How to find eigenvalues following Axler?

Question

Preparing my Linear Algebra lecture I like the determinant free approach of Axler because the proof that operators $T$ on an $n$-dimensional complex vector space have eigenvalues is so simple:

Fix any non-zero vector $x$, observe that $x,T(x),\ldots,T^n(x)$ are linearly dependent to get a non-trivial linear combination $\sum\limits_{k=0}^nc_k T^k(x)=p(T)=0$, factorize the polynomial, and conclude that at least one factor $\lambda_k-T$ is not injective just because compositions of injective maps are injective.

The existence of a single eigenvalue is enough to prove the spectral theorem for normal operators by induction. However, I also try to mention the algorithmic aspects, and to make this proof an algorithm you really have to find all zeros of $p$. This is in contrast to the usual determinant approach where you only need one zero of the characteristic polynomial to get an eigenvalue.

Assume you have an oracle telling you one zero of a complex polynomial each time you ask. Is there a determinant free argument similar to Axler's which would lead to an eigenvalue?

Of course, without asking the oracle $n$ times, but if one quesion isn't enough perhaps at least considerably less than $n$ calls.

Answer 1

Using minimality can help.

Without using the polynomial-root oracle you can find the minimal polynomial of $T$ by looking for the first linear dependence among $I, T, T^2, \dotsc, T^r$ (for the minimal $r$—starting with just $I,T$ and increasing $r$ until you find a linear dependence).
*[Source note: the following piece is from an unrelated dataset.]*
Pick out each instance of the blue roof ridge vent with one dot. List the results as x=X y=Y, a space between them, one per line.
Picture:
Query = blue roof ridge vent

Alternatively, find the first linear dependence among $x, T(x), \dotsc, T^r(x)$ for a fixed (arbitrary) nonzero $x$. Either way, the resulting polynomial will have the property that all its roots are eigenvalues of $T$. So, only one call to the oracle is needed at that point.

(In practice, it seems to me that it probably goes the other way: to find a root of a polynomial, one looks for an eigenvalue of the companion matrix. But pedagogically it makes sense.)